Caio Pizzol

Why your document editor is lying to you

Open a .docx file in any web-based document editor. It looks fine. The headings are bold, the tables have borders, the numbered lists count up correctly. Everything checks out.

Now save it. Open it in Microsoft Word. Something's off. The tracked changes are gone. The table style lost its banded rows. The numbered list restarted when it shouldn't have. The document looks correct in the editor but the file is corrupted.

This is the conversion problem. And every editor that uses HTML as its rendering layer has it.

The HTML trap

A .docx file is not what most developers think it is. It's a ZIP archive containing structured XML that follows the ECMA-376 specification - Office Open XML, or OOXML. The format has explicit constructs for things HTML was never designed to express: page boundaries, section breaks with different margins, numbered lists with restart rules, table conditional formatting, tracked changes with author metadata, comment threads.

Most document editors don't render OOXML. They convert it to HTML, render the HTML, and convert back when you save. The problem is that conversion is lossy by design.

Here's what happens during DOCX -> HTML:

  • Style references become inline formatting. Word's style system is hierarchical - document defaults, style definitions, conditional table formatting, inline overrides. When you flatten that to inline CSS, you can't edit the style definition and have it cascade anymore.
  • Numbered list metadata disappears. Word stores list numbering as abstract definitions with restart rules and level overrides. HTML's <ol> can't express "restart at 10" or "use letters for level 2."
  • Tracked changes lose their structure. Author, timestamp, and revision scope get baked into plain text.
  • Section breaks are impossible. A Word document can have section 1 in Letter size with 1-inch margins and section 2 in Legal size with 1.5-inch margins. There is no HTML/CSS equivalent.
  • Table conditional formatting vanishes. Word table styles apply different backgrounds to first row, last row, banded columns - all based on cell position. HTML tables don't support this.
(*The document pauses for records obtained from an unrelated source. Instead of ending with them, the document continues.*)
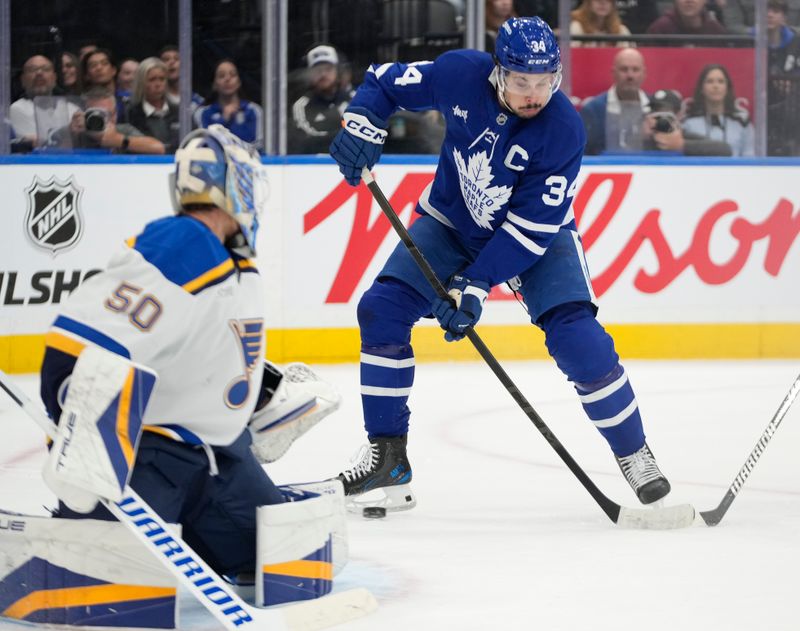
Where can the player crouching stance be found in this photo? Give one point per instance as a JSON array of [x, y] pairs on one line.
[[183, 300], [497, 210]]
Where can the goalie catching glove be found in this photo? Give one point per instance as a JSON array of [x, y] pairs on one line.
[[292, 402]]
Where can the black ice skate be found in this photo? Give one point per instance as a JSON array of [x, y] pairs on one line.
[[382, 465], [642, 473]]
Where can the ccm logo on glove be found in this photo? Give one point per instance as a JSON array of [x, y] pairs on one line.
[[360, 127]]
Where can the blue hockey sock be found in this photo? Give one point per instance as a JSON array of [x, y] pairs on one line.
[[585, 353], [611, 406], [387, 374]]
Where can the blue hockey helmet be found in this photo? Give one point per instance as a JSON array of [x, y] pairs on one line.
[[214, 167], [526, 46]]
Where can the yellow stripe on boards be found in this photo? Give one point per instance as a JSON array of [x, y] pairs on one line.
[[302, 569], [23, 353], [82, 597]]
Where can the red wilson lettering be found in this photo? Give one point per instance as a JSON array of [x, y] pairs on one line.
[[779, 230]]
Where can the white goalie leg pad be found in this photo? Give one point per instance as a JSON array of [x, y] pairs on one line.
[[81, 572], [98, 433], [301, 401], [293, 551], [340, 548]]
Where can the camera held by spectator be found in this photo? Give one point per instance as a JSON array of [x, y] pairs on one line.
[[662, 129], [95, 119]]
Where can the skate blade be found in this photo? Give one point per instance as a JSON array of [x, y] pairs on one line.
[[392, 498]]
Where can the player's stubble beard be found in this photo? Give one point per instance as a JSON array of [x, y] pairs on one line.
[[529, 110]]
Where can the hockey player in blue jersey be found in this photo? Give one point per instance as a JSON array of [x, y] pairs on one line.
[[498, 210]]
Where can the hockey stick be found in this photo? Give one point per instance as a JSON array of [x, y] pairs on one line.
[[714, 516], [194, 574], [653, 518]]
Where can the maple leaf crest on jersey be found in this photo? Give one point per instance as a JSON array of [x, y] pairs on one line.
[[475, 178]]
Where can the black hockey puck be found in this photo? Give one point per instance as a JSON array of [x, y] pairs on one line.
[[374, 512]]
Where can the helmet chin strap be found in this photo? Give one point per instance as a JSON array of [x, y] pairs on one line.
[[496, 78]]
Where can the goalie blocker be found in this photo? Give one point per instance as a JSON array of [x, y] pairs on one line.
[[291, 403]]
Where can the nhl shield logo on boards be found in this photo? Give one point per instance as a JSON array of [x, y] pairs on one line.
[[53, 220]]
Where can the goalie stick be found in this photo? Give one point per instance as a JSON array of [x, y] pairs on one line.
[[194, 574], [714, 516], [679, 516]]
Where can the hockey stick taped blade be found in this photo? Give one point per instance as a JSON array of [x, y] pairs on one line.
[[330, 610], [669, 518]]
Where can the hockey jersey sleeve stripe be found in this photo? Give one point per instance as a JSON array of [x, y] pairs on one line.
[[48, 599], [528, 244], [63, 343], [90, 335], [211, 277], [425, 204]]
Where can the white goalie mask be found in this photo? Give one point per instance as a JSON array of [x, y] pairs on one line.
[[214, 167]]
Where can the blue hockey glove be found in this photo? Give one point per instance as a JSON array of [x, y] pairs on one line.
[[469, 296], [358, 144]]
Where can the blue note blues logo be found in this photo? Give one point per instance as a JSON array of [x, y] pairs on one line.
[[249, 334], [53, 218]]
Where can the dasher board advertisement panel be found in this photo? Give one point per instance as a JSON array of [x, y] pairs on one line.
[[667, 246]]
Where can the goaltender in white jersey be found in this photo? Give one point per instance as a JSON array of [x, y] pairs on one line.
[[184, 300]]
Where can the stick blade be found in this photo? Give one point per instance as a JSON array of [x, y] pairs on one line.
[[330, 610], [667, 518], [712, 517]]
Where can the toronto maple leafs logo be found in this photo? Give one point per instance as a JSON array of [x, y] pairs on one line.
[[475, 178]]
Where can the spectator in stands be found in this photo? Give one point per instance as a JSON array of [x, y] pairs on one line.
[[662, 129], [495, 13], [637, 15], [70, 78], [38, 113], [713, 113], [613, 119], [783, 87], [687, 17], [316, 116], [226, 106], [171, 56], [125, 78], [149, 110], [784, 42], [96, 127], [86, 49], [597, 17], [98, 70]]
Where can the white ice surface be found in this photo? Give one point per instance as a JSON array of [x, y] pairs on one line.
[[504, 536]]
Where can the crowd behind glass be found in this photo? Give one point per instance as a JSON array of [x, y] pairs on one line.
[[671, 77]]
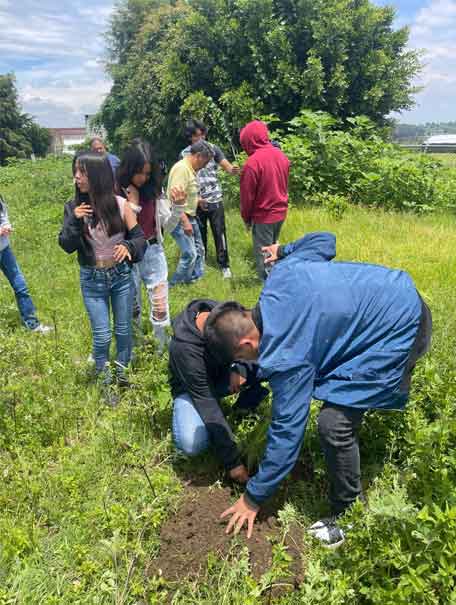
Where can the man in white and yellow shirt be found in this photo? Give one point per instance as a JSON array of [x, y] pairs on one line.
[[187, 233]]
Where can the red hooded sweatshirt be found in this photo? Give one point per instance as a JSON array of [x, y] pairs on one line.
[[264, 178]]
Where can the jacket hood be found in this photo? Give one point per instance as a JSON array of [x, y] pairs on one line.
[[254, 136], [184, 326]]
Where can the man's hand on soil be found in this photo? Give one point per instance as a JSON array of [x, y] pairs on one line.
[[239, 474], [236, 382], [241, 512]]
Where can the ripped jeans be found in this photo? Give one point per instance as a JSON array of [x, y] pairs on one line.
[[153, 272]]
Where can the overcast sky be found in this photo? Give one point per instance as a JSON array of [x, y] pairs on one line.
[[55, 48]]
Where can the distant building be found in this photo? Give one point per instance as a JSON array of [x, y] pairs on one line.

The editor renders something that looks right. The file underneath is damaged. That's the lie.

Why this is hard

OOXML is a 5,000-page specification. Most of it is noise for any given use case. But the parts that matter often omit critical details that only surface when you compare your rendering against Word's actual behavior. We've been documenting these gaps at ooxml.dev as we find them.
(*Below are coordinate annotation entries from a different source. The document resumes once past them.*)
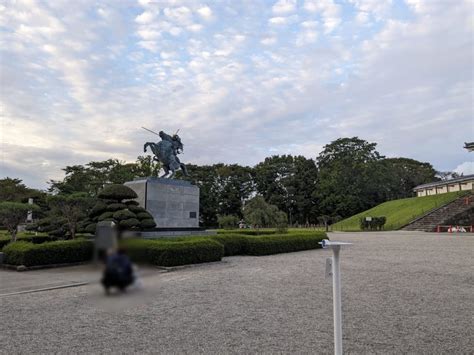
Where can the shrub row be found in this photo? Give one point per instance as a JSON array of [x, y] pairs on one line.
[[58, 252], [171, 252], [174, 253], [274, 244], [235, 244], [36, 239], [245, 231], [376, 223]]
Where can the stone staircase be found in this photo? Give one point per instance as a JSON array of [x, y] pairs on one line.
[[439, 216]]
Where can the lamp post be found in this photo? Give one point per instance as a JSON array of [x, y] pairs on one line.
[[333, 268]]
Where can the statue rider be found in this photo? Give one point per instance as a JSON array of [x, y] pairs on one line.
[[173, 140]]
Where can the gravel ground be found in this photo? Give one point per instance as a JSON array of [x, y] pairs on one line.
[[403, 292]]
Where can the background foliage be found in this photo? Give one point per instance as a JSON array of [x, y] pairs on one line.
[[347, 177]]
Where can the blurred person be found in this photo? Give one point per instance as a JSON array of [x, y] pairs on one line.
[[118, 271]]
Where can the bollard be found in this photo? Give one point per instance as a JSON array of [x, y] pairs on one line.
[[336, 291]]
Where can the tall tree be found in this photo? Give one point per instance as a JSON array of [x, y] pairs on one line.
[[12, 214], [346, 177], [288, 182], [72, 207], [13, 190]]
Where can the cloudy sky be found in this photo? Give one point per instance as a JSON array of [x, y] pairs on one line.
[[242, 80]]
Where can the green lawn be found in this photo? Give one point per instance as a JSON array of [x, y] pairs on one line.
[[398, 212]]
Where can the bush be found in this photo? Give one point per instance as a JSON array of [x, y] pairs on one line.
[[116, 207], [248, 231], [228, 221], [117, 192], [234, 244], [376, 223], [136, 209], [275, 244], [147, 224], [99, 208], [144, 215], [105, 215], [35, 239], [59, 252], [173, 253], [124, 214], [4, 241], [129, 223], [90, 228]]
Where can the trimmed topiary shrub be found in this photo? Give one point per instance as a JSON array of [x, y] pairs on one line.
[[59, 252], [173, 253], [116, 207], [233, 244], [228, 221], [129, 223], [117, 192], [105, 215], [4, 241], [99, 208], [124, 214], [90, 228], [147, 224]]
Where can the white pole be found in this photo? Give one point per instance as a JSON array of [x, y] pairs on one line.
[[336, 295]]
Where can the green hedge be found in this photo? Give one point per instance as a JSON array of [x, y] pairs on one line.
[[246, 231], [59, 252], [35, 239], [173, 253], [240, 244], [234, 244], [274, 244]]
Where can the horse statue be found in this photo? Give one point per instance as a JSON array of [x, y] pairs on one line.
[[167, 152]]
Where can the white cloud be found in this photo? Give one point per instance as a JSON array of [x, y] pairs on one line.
[[145, 17], [78, 85], [282, 7], [378, 8], [205, 12], [268, 41], [180, 15], [306, 37], [466, 168], [330, 12]]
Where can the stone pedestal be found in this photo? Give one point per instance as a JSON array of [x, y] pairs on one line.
[[172, 203]]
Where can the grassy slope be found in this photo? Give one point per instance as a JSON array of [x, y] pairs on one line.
[[399, 212]]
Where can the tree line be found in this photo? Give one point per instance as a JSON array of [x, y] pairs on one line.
[[348, 176]]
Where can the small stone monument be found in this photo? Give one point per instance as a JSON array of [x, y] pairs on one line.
[[106, 235], [29, 216]]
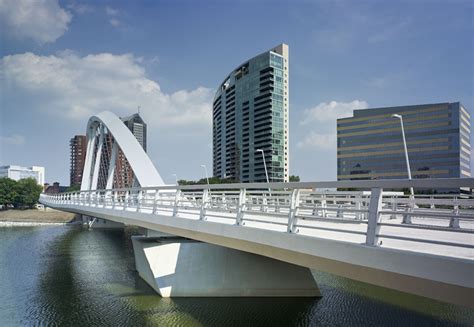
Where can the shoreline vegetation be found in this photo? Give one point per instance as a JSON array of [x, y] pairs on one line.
[[29, 217]]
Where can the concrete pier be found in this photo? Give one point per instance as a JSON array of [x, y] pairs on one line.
[[177, 267]]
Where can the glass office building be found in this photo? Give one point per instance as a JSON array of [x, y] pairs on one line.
[[18, 172], [250, 112], [370, 145]]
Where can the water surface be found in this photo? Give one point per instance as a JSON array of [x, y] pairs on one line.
[[71, 276]]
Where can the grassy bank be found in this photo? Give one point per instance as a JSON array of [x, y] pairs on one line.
[[37, 216]]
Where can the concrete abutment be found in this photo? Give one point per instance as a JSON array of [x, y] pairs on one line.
[[178, 267]]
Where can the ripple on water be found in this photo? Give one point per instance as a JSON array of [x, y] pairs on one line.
[[72, 276]]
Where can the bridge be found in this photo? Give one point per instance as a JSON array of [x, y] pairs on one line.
[[262, 239]]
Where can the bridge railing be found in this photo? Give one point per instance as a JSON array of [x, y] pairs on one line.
[[371, 213]]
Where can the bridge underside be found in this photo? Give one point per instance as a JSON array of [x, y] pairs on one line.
[[435, 277], [177, 267]]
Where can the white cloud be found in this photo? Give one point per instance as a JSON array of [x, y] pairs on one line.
[[322, 121], [316, 140], [43, 21], [74, 87], [114, 22], [111, 11], [330, 111], [80, 8], [14, 139]]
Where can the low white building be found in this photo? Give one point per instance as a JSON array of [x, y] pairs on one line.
[[19, 172]]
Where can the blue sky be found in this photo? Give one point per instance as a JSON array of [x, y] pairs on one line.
[[64, 61]]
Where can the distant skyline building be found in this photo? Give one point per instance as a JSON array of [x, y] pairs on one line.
[[78, 148], [250, 112], [123, 174], [19, 172], [369, 144]]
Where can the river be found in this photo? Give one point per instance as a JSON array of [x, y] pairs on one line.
[[72, 276]]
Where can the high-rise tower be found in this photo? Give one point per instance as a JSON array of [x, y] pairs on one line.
[[78, 145], [250, 113]]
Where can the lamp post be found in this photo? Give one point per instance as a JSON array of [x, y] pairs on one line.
[[405, 147], [264, 163], [205, 170], [176, 178]]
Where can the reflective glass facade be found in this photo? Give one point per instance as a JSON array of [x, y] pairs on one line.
[[250, 112], [370, 145]]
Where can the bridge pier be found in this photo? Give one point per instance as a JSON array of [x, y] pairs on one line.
[[100, 223], [178, 267]]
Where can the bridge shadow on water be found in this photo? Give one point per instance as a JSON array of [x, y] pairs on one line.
[[80, 277]]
Some examples from building SuperDoc:

The spec says tblGrid is optional. Word crashes without it. If you're generating .docx files programmatically and skip the table grid element because the spec says you can, the file won't open in Word. Nowhere in the spec does it say this.

Border grouping has undocumented rules. Consecutive paragraphs with matching border properties and a w:between element form a visual group. Setting w:between to nil does NOT prevent grouping - it means "group but don't draw a separator." If you normalize that to undefined during parsing, you lose the grouping signal entirely.
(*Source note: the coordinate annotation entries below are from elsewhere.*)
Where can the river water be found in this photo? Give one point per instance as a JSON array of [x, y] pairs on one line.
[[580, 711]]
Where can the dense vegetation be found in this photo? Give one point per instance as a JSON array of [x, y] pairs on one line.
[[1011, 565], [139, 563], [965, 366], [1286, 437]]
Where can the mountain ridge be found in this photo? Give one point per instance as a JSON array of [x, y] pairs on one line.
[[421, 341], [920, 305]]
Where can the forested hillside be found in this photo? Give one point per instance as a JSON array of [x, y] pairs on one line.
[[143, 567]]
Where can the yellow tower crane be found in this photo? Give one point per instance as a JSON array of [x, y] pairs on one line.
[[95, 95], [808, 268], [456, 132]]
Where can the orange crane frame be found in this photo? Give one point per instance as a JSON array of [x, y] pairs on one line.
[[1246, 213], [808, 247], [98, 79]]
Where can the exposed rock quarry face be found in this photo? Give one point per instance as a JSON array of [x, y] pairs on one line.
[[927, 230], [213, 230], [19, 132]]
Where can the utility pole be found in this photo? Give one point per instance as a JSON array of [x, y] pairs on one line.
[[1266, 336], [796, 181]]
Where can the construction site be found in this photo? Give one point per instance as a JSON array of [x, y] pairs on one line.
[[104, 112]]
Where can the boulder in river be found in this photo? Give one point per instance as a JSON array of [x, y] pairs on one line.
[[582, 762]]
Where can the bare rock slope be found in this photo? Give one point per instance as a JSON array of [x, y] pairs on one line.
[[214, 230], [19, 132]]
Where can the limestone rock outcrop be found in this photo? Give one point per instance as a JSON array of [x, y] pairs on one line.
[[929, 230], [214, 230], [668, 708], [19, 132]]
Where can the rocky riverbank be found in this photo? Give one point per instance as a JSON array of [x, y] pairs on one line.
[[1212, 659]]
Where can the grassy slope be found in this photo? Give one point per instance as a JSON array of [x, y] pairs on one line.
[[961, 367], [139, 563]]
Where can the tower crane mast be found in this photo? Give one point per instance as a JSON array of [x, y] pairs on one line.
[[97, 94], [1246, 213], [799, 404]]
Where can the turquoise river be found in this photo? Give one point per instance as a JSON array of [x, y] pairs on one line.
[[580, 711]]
Units are a mess. OOXML uses twips, EMUs, half-points, eighths of a point, and regular points - sometimes in the same element. Border spacing is in points but border width uses eighths of a point, so sz="12" means 1.5pt, not 12pt. Mix these up and your rendering is silently wrong.

RTL text breaks every assumption. w:bidi (paragraph direction) and w:rtl (run direction) are independent. You need both. Tab positions are measured from the leading edge - which is the right margin in RTL. If your engine always measures from the left, every RTL tab lands on the wrong side.

Developers have been doing "XML surgery" on .docx files for years because every abstraction layer fails. Python-docx, docx4j, OpenXML SDK - they all force you into direct XML manipulation eventually.

Staying in OOXML

At SuperDoc, we made a different choice. Instead of converting DOCX to HTML, we built a rendering pipeline that stays in OOXML territory.

The converter parses the XML and stores raw OOXML properties - it doesn't resolve styles during import. A dedicated style engine applies Word's actual cascade rules at render time: document defaults -> style definitions -> conditional table formatting -> inline overrides. A layout engine computes pagination from OOXML properties directly, handling section breaks, multi-column layouts, and page breaks with Word's algorithms.

The result: when you edit and save, the OOXML structure is preserved. Style references don't become inline formatting. Numbered list metadata stays intact. Comments and tracked changes keep their author and timestamp.

Round-trip fidelity isn't a feature we added. It's a consequence of never leaving the format.

Why this matters now

AI agents are starting to work with documents. LLMs can read contracts, generate reports, fill templates. But the moment an agent edits a .docx through an HTML conversion layer, the same problems apply - tracked changes disappear, styles flatten, formatting breaks.

If the integration layer between AI agents and real-world documents is built on HTML conversion, every agent-generated edit will silently corrupt the file. The agent will report success. The document will be damaged.

The tools need to get this right. Not approximately right - actually right. That's what native OOXML rendering means.

The editor should show you what the file actually contains. Not an approximation. Not a projection. The truth.